Plus récemment, une stratégie globale, exploitant l’ARN interférent (ARNi) a été utilisée pour cribler les potentiels facteurs de l'hôte utiles à l'infection par RABV dans des cellules rénales embryonnaires humaines (HEK293). Ainsi, le récepteur métabotropique du glutamate 2 (mGluR2) a été identifié comme étant essentiel à l’infection par RABV (Wang et al., 2018). mGluR2 est un récepteur à sept passages transmembranaires et est conservé chez les mammifères. Il est abondant dans le système nerveux central et très rarement exprimé dans d’autres tissus (Ohishi et al., 1993).
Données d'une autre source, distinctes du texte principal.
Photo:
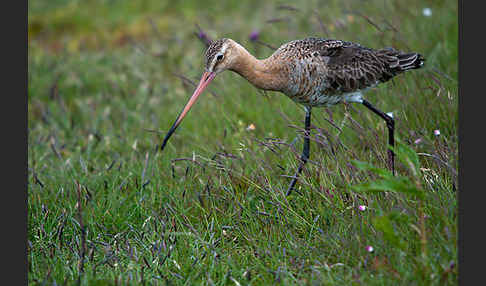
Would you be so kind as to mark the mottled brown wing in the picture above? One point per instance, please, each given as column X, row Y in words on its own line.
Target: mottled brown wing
column 352, row 67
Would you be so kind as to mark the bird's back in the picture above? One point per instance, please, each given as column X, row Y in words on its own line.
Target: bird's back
column 326, row 72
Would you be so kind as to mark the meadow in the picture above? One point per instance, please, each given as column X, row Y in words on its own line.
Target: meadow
column 106, row 79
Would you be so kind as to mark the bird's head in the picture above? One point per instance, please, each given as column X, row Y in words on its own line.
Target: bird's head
column 220, row 56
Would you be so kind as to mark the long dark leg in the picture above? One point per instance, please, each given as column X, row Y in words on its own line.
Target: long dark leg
column 305, row 152
column 390, row 123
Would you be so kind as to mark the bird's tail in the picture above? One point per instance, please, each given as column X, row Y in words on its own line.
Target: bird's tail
column 410, row 61
column 399, row 61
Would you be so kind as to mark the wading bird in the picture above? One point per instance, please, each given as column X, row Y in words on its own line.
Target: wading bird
column 313, row 72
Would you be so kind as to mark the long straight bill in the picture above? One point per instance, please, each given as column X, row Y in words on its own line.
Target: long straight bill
column 206, row 78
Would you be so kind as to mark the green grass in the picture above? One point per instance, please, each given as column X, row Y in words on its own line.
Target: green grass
column 105, row 208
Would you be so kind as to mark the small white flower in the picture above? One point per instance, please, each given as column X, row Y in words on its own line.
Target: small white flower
column 427, row 12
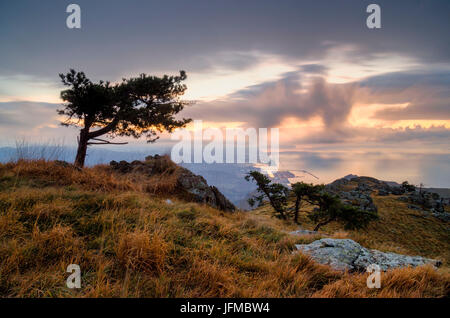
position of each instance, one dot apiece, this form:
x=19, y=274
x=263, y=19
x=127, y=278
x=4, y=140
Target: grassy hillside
x=130, y=243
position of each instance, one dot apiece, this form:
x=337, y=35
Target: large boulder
x=346, y=254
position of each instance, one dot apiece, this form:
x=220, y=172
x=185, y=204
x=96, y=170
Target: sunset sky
x=347, y=99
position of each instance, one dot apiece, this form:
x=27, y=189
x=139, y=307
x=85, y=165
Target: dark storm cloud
x=120, y=37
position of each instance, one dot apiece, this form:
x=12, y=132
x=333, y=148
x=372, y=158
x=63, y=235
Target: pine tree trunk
x=322, y=224
x=82, y=149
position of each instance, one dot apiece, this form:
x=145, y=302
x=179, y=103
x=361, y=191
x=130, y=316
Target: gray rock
x=346, y=254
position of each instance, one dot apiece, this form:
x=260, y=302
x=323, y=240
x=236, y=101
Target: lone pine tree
x=144, y=105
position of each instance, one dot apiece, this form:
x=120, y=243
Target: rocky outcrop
x=189, y=184
x=346, y=254
x=358, y=196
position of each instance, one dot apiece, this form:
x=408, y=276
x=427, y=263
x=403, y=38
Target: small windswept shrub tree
x=276, y=193
x=304, y=192
x=330, y=208
x=407, y=187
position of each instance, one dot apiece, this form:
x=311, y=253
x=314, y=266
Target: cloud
x=268, y=104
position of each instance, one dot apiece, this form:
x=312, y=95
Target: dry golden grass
x=130, y=243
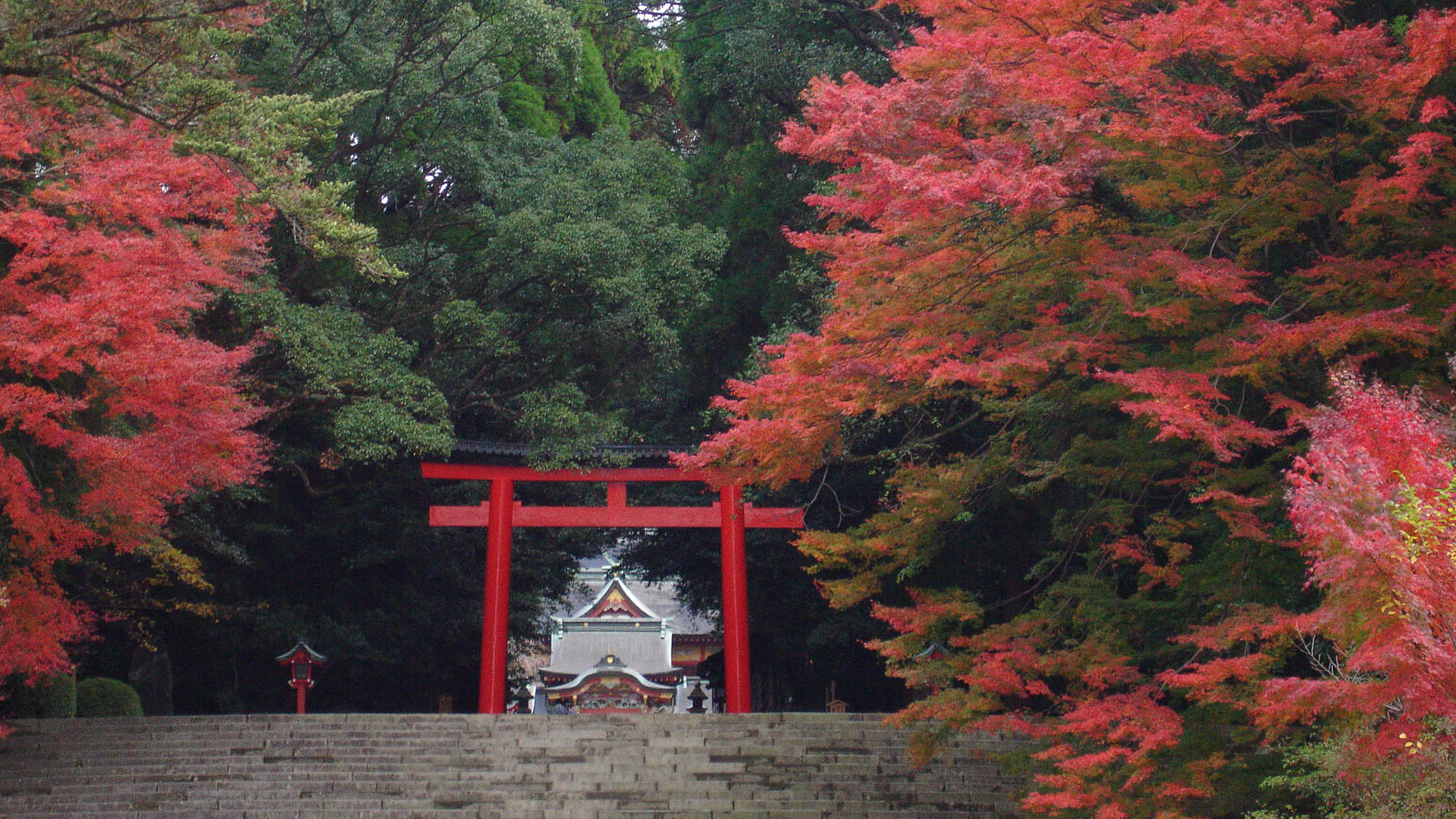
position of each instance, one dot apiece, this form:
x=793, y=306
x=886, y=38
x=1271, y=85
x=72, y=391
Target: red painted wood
x=497, y=596
x=490, y=472
x=502, y=513
x=736, y=602
x=614, y=516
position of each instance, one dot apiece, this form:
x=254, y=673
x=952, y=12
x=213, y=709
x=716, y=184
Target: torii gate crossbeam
x=503, y=512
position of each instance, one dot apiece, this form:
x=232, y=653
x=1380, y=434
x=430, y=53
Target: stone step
x=478, y=765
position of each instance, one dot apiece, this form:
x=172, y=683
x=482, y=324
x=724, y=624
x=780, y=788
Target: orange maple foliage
x=111, y=407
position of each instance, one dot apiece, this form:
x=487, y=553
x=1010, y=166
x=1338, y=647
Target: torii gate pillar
x=736, y=602
x=502, y=513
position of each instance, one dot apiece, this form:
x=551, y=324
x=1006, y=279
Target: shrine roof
x=611, y=668
x=644, y=650
x=622, y=601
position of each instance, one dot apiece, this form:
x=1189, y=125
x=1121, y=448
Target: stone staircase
x=336, y=765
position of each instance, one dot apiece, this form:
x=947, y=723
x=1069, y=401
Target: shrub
x=106, y=697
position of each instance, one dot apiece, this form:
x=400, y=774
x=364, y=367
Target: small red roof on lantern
x=302, y=652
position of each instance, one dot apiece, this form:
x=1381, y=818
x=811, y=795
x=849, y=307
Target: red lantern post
x=301, y=660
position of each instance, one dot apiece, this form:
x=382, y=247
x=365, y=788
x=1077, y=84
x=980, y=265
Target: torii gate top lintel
x=502, y=512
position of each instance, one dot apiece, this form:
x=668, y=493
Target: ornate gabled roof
x=615, y=601
x=612, y=665
x=306, y=650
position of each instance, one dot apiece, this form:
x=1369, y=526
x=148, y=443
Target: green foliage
x=525, y=108
x=106, y=697
x=376, y=407
x=1417, y=783
x=52, y=697
x=593, y=103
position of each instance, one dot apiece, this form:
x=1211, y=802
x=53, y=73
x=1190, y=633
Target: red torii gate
x=503, y=512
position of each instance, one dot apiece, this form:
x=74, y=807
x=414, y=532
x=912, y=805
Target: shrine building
x=622, y=652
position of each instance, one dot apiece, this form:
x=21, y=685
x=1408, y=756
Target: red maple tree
x=1113, y=251
x=111, y=407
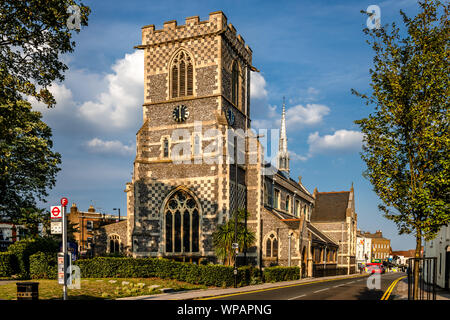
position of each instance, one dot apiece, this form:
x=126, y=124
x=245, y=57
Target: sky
x=311, y=52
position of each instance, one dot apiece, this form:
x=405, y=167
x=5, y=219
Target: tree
x=33, y=36
x=406, y=138
x=28, y=166
x=223, y=237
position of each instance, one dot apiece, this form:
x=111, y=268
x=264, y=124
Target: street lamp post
x=119, y=212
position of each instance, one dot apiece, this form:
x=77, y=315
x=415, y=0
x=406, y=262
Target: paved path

Des expériences de co-immunoprécipitation ont montré que RABV G interagit avec mGluR2. De plus, des anticorps dirigés contre mGluR2 bloquent l'infection des cellules par RABV et une version soluble du récepteur neutralise également l'infection par RABV. Une diminution de l'expression de mGluR2 à la surface des cellules infectées a été observée et l’internalisation conjointe de mGluR2 et du virus dans les cellules ainsi que leur transport aux endosomes précoces et tardifs montrent également que mGluR2 a les caractéristiques pour être un récepteur de RABV. Cependant, chez les souris, certaines cellules neuronales infectées par RABV semblent en être dépourvues (Wang et al., 2018).

Si on considère l’ensemble des études qui ont été menées pour identifier les récepteurs de RABV, aucun des candidats proposés n’est strictement indispensable pour l’infection, suggérant que le virus peut probablement utiliser plusieurs récepteurs. Ceci est en accord avec des expériences effectuées sur un mutant avirulent, incapable de tuer l’animal adulte, qui ont montré que certaines cellules neuronales permissibles à l’infection d’une souche virulente, ne sont pas infectées par le mutant. Cela suggère que la souche virulente est capable de lier plusieurs récepteurs distincts pour pénétrer dans différents neurones, tandis que le mutant avirulent n'en reconnaît que quelques-uns (Lafay et al., 1991). Enfin, les cellules rénales de singe vert d’Afrique (BS-C-1) qui n’expriment ni p75NTR, ni NCAM, ni nAChR, ni probablement mGluR2 (puisque la lignée BS-C-1 a des caractéristiques de cellules épithéliales) sont sensibles à l’infection par RABV (Piccinotti et al., 2013). Par conséquent, d’autres facteurs d’entrée non identifiés restent à déterminer. Il n’est pas exclu que ces facteurs soient spécifiquement présents dans les cellules épithéliales, et soient nécessaires pour les derniers stades de la maladie, lorsque le virus se propage du système nerveux central aux tissus périphériques.